Most Netflix films and series that offer Dolby Vision HDR and Dolby Atmos audio presumably stream in 4k, but not the 2-hour original film Enola Holmes. Instead of 4k, the resolution is specified as HD. A bitrate of about 5.53Mbps confirmed the lower resolution (albiet very nice looking HD), which is about a third of the bitrate of 4k content.
This is true of several other titles on Netflix including the animated feature Over the Moon (2020), Mowgli: Legend of the Jungle (2018), and the new South Korean film Space Sweepers (2021). All three movies offer HDR (delivered via Dolby Vision or HDR10) but at 1080p resolution (also referred to as Full HD).
This is nothing new. Many Android & Apple iOS devices that support Dolby Vision or HDR10 don’t actually stream in 2160 x 3840 (4k Ultra HD) resolution as specified by the Consumer Electronics Association. What is new though is how Netflix indicates streaming formats.

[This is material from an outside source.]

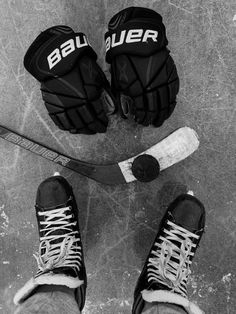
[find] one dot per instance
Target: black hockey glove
(143, 74)
(74, 88)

The latest update to the specs Netflix HDR titles may display come in two flavors: 4k HDR and HD HDR. 4k titles without HDR are labeled 4k Ultra HD (notice the missing “HDR”). The way Netflix has described video specs has changed over the years, and the labeling of “HD HDR” is fairly new.
Audio formats follow a slightly less complicated labeling system. The majority of titles on Netflix are encoded with Dolby Digital Plus 5.1, and as long as your audio system supports surround sound the audio will play in 5.1 or downsample to the closest format.
However, Netflix starting offering Dolby Atmos back in 2017 with the movie Okja. And, like the HDR movies mentioned above is not reliant upon 4k resolution. This is also true of 1080p Blu-ray Discs that can be encoded with Atmos. (Also Read: Netflix Rolls Out High Quality Audio in 5.1 & Dolby Atmos)
Netflix labels can be off though, as experienced when researching Atmos for this article. Upon viewing the details of both Mowgli: Legend of the Jungle and Okja the audio formats only indicated 5.1. However, after playing Okja for just a few seconds the descriptions of both titles switched to Atmos. This could have something to do with the software recognizing the Atmos playthrough capability and dynamically updating the specs to match.
One thing to keep in mind with all streaming services is that the specs may look different depending on the device viewed upon. Most laptops and desktops, for example, don’t indicate 4k, HDR or audio formats (Atmos or 5.1) because the displays or speakers don’t support the formats.